Toward a swap abstraction layer

Posted May 23, 2023 9:08 UTC (Tue) by atnot (subscriber, #124910)
Parent article: Toward a swap abstraction layer

> The kernel's swapping code tends to not get much love. Users try to avoid it[...]

I feel like a lot of this is due to the unfortunate general mis(understanding|information) that swap is only of use in emergencies when a device "runs out" of memory. For anyone unfamiliar, the role of swap is actually much more important during normal operation, because it puts anonymus and file-backed memory on equal footing. Without swap, if some program say allocates some memory for startup that it never actually ends up using again, that will have to stay there forever, even if it would be more beneficial for performance to use that memory for the page cache or some other purpose instead.

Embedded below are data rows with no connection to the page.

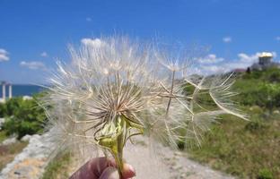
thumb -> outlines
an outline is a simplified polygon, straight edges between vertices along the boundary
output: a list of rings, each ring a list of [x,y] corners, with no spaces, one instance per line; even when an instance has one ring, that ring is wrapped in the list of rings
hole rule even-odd
[[[99,179],[119,179],[118,169],[113,166],[108,166]]]

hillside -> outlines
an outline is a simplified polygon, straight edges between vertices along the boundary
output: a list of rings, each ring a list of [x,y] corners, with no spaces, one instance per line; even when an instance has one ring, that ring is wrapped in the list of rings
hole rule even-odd
[[[235,100],[249,121],[223,115],[191,158],[241,178],[280,176],[280,70],[238,74]],[[224,120],[226,119],[226,120]]]

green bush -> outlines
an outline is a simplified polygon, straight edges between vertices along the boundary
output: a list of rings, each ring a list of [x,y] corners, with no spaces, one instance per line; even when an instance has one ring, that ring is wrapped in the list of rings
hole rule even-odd
[[[257,179],[273,179],[273,175],[267,168],[264,168],[258,172]]]
[[[47,119],[44,109],[35,99],[24,100],[22,98],[13,98],[6,102],[6,121],[3,129],[8,135],[16,133],[18,138],[26,134],[34,134],[43,131]]]
[[[4,117],[7,113],[6,106],[3,103],[0,103],[0,117]]]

I think part of this may be due to latency, as especially with old hard drives the stutter as pages get swapped back in was immediately noticable, while the the disk accesses saved by that stutter weren't. But with modern SSDs and especially ram compression, those are no longer a thing and it's basically just upsides.

Large server operators have understood this for a while, but fortunately more distros like Fedora are shipping swap-on-zram and other solutions these days too. So this perception does seem to be slowly changing and I'm very happy to see more love in this area!

Toward a swap abstraction layer

Posted May 23, 2023 11:07 UTC (Tue) by kleptog (subscriber, #1183) [Link] (2 responses)

> I feel like a lot of this is due to the unfortunate general mis(understanding|information) that swap is only of use in emergencies when a device "runs out" of memory.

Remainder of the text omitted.